CAPÍTULO 1: ALGUIEN EN QUIEN CONFIAR

Saliendo del hospital retomamos nuestras labores, hasta la hora de salida. Fuimos directo al centro comercial a comprar algunos ingredientes para la cena que, por supuesto, yo prepararía. Traté de calmarme, de todos modos no sirve de nada alterarse, siempre y cuando estuviera con él todo estaría bien, ¿no?

- ¿Te molestaría acomodar la mesa mientras yo preparo esto?

- Oh, claro.

Estabas tan nervioso como cada vez que venias, debo admitir que lucías gracioso, mejillas rosas, movimientos torpes, quizá no te lo haya dicho pero eso me gusta de ti, me recuerda al "Tú" del pasado.

- Ya está listo. – Serví la comida y tomamos asiento, pero noté algo en tu rostro. - ¿Qué sucede?

- Nada… Está todo bien…

- Onodera.

- Es que, tiene mucha sal.

- ¿Hm? – Probé y en efecto tenía demasiada – Qué raro, le eché la cantidad usual. No lo comas.
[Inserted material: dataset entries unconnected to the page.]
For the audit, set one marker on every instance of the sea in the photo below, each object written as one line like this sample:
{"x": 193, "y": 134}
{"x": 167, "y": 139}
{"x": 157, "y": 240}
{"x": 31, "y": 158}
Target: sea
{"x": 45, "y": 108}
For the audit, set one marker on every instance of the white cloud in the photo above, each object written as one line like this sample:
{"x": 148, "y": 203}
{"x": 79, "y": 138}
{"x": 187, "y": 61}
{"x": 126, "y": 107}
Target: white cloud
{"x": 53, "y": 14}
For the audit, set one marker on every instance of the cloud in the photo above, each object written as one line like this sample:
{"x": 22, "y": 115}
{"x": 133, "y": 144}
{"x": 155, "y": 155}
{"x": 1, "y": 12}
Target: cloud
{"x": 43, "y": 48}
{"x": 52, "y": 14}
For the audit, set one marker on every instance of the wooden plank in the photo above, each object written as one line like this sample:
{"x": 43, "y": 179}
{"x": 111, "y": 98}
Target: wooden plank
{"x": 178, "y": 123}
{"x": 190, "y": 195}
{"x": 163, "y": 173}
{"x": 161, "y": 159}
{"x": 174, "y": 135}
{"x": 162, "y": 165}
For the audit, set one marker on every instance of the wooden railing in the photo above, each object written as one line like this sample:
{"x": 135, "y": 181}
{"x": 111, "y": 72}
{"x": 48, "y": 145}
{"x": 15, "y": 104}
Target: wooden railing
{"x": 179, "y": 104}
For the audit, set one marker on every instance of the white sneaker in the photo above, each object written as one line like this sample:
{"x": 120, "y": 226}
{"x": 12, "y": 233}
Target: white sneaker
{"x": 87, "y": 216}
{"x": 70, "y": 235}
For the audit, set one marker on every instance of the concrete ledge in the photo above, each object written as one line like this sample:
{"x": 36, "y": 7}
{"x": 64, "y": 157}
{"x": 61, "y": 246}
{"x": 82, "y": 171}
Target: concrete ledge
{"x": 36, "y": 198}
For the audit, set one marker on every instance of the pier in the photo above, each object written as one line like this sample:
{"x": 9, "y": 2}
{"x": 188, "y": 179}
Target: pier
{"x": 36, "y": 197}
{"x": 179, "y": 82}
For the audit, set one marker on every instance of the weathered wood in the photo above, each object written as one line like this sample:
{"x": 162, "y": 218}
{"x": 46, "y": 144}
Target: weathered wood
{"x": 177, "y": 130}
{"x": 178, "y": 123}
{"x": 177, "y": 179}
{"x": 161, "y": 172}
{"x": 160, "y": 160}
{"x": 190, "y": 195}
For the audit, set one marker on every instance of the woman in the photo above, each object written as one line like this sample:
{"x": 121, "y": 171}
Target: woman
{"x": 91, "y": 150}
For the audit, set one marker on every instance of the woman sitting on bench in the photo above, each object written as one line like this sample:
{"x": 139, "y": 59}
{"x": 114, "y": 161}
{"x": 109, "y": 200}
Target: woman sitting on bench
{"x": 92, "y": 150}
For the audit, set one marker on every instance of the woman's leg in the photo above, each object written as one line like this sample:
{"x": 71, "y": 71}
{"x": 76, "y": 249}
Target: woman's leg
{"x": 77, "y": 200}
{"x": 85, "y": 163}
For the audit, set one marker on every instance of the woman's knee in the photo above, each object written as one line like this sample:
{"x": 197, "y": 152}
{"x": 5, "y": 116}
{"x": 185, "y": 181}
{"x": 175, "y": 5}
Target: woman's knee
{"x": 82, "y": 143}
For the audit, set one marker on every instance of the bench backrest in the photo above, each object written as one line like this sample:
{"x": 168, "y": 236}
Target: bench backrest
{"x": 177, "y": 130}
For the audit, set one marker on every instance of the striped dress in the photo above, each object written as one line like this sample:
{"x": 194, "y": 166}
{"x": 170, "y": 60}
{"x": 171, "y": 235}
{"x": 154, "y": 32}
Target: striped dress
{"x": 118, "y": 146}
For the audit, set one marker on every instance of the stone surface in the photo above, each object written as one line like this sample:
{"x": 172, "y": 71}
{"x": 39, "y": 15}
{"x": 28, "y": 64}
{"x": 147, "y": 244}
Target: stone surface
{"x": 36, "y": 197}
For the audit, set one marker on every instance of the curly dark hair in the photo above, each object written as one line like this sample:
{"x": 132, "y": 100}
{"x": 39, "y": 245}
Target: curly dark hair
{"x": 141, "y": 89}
No tenía caso, ordenamos comida y fuimos a ver algo en la televisión mientras esperábamos. Debía decírtelo, era una buena ocasión; yo sabía que me amabas, pero quería saber cuánto.

- Ritsu – Susurré tu nombre para desviar tu atención hacia mí.

- Hm… ¿Qué, sucede...? Si no te gusta puedo cambiar de-

- No, ese está bien. – Me acerqué un poco más. – Siempre dices que no te escucho, ahora estoy dispuesto a hacerlo.

- ... – De nuevo guardas silencio, hasta que al fin entiendes a lo que me refiero. – Yo, como ya dije antes, creo que… deberíamos ir en orden. No sé nada de ti y…

- Entonces, ¿Qué tipo de relación según tú deberíamos tener ahora?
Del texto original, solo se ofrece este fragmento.